Storm??  I better start paying attention...


----------



## 2knees (Dec 30, 2008)

bvibert said:


> Storm??  I better start paying attention...



Tonight: Snow likely after 2am. Increasing clouds, with a low around 19. West wind between 7 and 10 mph becoming calm. Chance of precipitation is 60%. New snow accumulation of less than a half inch possible. 

Wednesday: Snow, mainly before noon. High near 23. North wind 6 to 9 mph increasing to between 15 and 18 mph. Chance of precipitation is 100%. New snow accumulation of 3 to 5 inches possible.


----------



## Greg (Dec 30, 2008)

I'll probably be there tomorrow morning with my daughter.


----------



## 2knees (Dec 31, 2008)

Greg said:


> I'll probably be there tomorrow morning with my daughter.

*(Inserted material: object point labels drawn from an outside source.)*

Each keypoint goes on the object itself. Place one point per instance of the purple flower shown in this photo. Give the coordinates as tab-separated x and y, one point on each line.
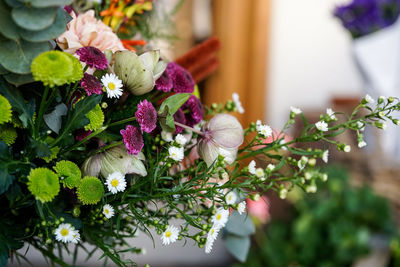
164	83
146	116
195	111
179	116
91	84
92	57
133	139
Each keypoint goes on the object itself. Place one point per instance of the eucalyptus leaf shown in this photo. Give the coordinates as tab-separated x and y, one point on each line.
34	19
17	56
238	246
56	29
240	224
53	119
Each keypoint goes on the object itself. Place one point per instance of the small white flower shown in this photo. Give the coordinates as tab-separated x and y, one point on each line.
362	144
238	104
170	235
76	237
64	232
322	126
116	182
108	211
264	130
331	113
325	156
180	139
231	198
211	237
252	167
242	207
295	110
271	167
347	148
220	218
167	136
176	153
369	99
112	84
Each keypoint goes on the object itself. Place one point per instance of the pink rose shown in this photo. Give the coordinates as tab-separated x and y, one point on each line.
86	30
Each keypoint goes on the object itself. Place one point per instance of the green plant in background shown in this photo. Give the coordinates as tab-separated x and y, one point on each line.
333	227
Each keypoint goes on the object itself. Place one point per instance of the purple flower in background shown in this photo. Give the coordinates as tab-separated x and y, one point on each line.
146	116
195	111
362	17
133	139
91	84
93	57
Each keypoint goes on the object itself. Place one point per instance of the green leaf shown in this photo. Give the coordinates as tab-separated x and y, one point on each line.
56	29
173	103
34	19
17	56
238	246
25	110
240	224
7	26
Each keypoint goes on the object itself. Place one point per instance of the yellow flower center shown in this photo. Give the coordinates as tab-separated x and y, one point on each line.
111	86
168	234
64	232
114	182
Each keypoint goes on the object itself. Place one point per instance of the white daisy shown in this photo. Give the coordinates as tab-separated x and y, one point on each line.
295	110
322	126
176	153
76	237
242	207
331	113
362	144
231	198
264	130
167	136
325	156
116	182
238	104
170	235
108	211
180	139
112	84
64	232
220	218
369	99
252	167
211	237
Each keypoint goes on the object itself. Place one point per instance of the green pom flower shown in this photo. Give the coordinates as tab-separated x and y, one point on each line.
8	135
69	173
5	110
90	190
43	184
96	118
56	68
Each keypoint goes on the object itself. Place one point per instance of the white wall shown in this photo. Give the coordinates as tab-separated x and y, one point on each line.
310	58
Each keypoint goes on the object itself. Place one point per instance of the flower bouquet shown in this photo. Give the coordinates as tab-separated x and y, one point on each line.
99	142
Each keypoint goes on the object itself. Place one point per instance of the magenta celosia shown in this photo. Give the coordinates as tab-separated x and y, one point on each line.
146	116
133	139
93	57
91	84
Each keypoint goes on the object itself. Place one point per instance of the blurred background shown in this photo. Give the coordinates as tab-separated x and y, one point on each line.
281	53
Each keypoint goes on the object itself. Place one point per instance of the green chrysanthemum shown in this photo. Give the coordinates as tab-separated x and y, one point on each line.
5	110
96	118
56	68
8	134
43	184
90	190
69	173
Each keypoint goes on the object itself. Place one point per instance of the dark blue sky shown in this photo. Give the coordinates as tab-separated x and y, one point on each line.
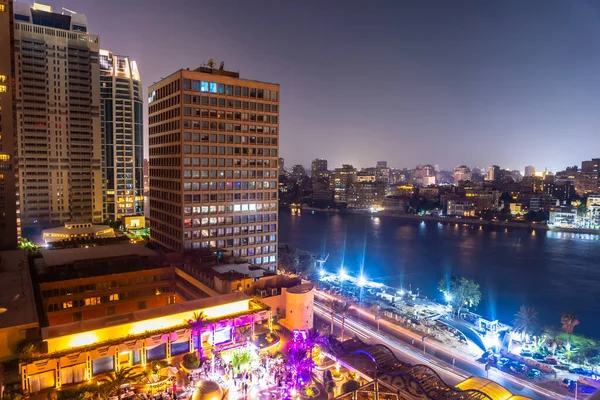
442	82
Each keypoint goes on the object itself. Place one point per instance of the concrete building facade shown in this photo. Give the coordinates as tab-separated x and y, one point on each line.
213	141
57	98
122	132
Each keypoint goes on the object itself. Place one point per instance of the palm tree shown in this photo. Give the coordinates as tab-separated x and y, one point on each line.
197	326
569	321
342	309
553	335
119	378
526	320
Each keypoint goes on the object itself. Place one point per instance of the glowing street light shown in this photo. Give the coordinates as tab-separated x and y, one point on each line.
362	281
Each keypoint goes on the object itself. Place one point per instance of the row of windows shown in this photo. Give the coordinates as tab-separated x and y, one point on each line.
228	150
235	185
223	126
235	139
97	300
229	90
214	197
71	290
229	162
238	116
237	104
244	219
228	174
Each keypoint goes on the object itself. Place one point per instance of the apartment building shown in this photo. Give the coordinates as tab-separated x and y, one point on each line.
9	222
122	132
57	97
213	141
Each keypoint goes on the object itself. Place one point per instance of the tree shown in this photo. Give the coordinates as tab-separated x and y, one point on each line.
288	258
119	378
554	336
350	386
569	321
342	308
197	326
526	320
460	292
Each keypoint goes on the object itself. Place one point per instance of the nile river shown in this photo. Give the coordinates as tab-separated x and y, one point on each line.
551	271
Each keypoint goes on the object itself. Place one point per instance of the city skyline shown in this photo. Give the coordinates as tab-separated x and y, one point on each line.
454	85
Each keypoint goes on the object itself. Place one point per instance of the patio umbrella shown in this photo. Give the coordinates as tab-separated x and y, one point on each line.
168	371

i have to run a few more queries and then i'm heading out the door.  I look for you on papoooooooose!


----------



## bvibert (Dec 31, 2008)

Should be pretty good there tonight for the NYE celebration.  Too bad I won't be there to see...


----------



## gmcunni (Dec 31, 2008)

I think i'll be there tomorrow (1/1). i need to get some laps in on temptor with the comp less than 4 weeks away.


----------



## 2knees (Dec 31, 2008)

it was pretty awesome today.  as usual, it started to get scraped off in the troughs but not too bad.  must've taken 25 runs straight on temptor and most of them at mach one as you could really let it go today.  more so then any other day i've been there.  gonna feel it tomorrow.


----------



## Greg (Dec 31, 2008)

2knees said:


> it was pretty awesome today.  as usual, it started to get scraped off in the troughs but not too bad.  must've taken 25 runs straight on temptor and most of them at mach one as you could really let it go today.  more so then any other day i've been there.  gonna feel it tomorrow.



Nice! Just couldn't swing it. Glad you got a good day. You deserve it.


----------



## o3jeff (Dec 31, 2008)

I'll be there around opening tomorrow.


----------



## Greg (Jan 1, 2009)

Heading over for an 11-2 session.


----------



## 2knees (Jan 1, 2009)

hmm, my mom just walked in the back door and offered to take the kids for the afternoon.  

what to do....

i really shoulda bought a pass.


----------



## o3jeff (Jan 1, 2009)

o3jeff said:


> I'll be there around opening tomorrow.



I didn't make it out today8)


----------



## severine (Jan 1, 2009)

2knees said:


> hmm, my mom just walked in the back door and offered to take the kids for the afternoon.
> 
> what to do....
> 
> i really shoulda bought a pass.


Yes, you should have!  Hope you decided to head over to Sundown!


o3jeff said:


> I didn't make it out today8)


What happened? I likely will be going tomorrow at some point. Not sure when yet.


----------



## o3jeff (Jan 1, 2009)

severine said:


> What happened? I likely will be going tomorrow at some point. Not sure when yet.



Just felt lazy/unmotivated. Will try again for getting out early tomorrow.


----------